[R-pkg-devel] Guidelines on use of snow-style clusters in R packages?

Sun May 24 16:21:47 CEST 2020

Some of the packages I use make it possible to run some of the
computations in parallel. For example, sNPLS::cv_snpls calls
makeCluster() itself, makes sure that the package is loaded by workers,
exports the necessary variables and stops the cluster after it is
finished. On the other hand, multiway::parafac accepts arbitrary
cluster objects supplied by user, but requires the user to manually
preload the package on the workers. Both packages export and document
the internal functions intended to run on the workers.

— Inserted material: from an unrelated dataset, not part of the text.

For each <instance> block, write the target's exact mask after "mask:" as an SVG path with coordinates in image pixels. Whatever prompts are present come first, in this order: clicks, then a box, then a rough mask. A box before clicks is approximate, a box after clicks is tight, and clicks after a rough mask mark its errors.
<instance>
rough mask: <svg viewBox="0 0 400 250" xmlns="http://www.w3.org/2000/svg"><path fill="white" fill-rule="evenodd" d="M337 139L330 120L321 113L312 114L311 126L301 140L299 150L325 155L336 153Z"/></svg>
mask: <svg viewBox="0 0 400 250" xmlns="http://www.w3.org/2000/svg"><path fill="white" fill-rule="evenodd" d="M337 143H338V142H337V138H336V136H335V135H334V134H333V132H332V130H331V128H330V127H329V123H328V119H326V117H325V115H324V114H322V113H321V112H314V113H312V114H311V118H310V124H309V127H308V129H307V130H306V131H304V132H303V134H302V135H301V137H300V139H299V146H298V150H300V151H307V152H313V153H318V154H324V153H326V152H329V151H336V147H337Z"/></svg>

Are there any guidelines for use of snow-style clusters in R packages? I
remember reading somewhere that accepting arbitrary cluster objects from
the user instead of makeCluster(detectCores()) is generally considered
a good idea (for multiple reasons ranging from giving the user more
control of CPU load to making it possible to run the code on a number
of networked machines that the package code knows nothing about), but I
couldn't find a reference for that in Writing R Extensions or parallel
package documentation.

What about preloading the package on the workers? Are there any
downsides to the package code unconditionally running clusterEvalQ(cl,
library(myself)) to avoid disappointing errors like "10 nodes produced
errors; first error: could not find function"?

Speaking of private functions intended to run by the package itself on
the worker nodes, should they be exported? I have prepared a test
package doing little more than the following:

R/fun.R:
private <- function(x) paste(x, Sys.getpid())
public <- function(cl, x) parallel::parLapply(cl, x, private)

NAMESPACE:
export(public)

The package passes R CMD check --as-cran without warnings or errors,
which seems to suggest that exporting worker functions is not required.

-- 
Best regards,
Ivan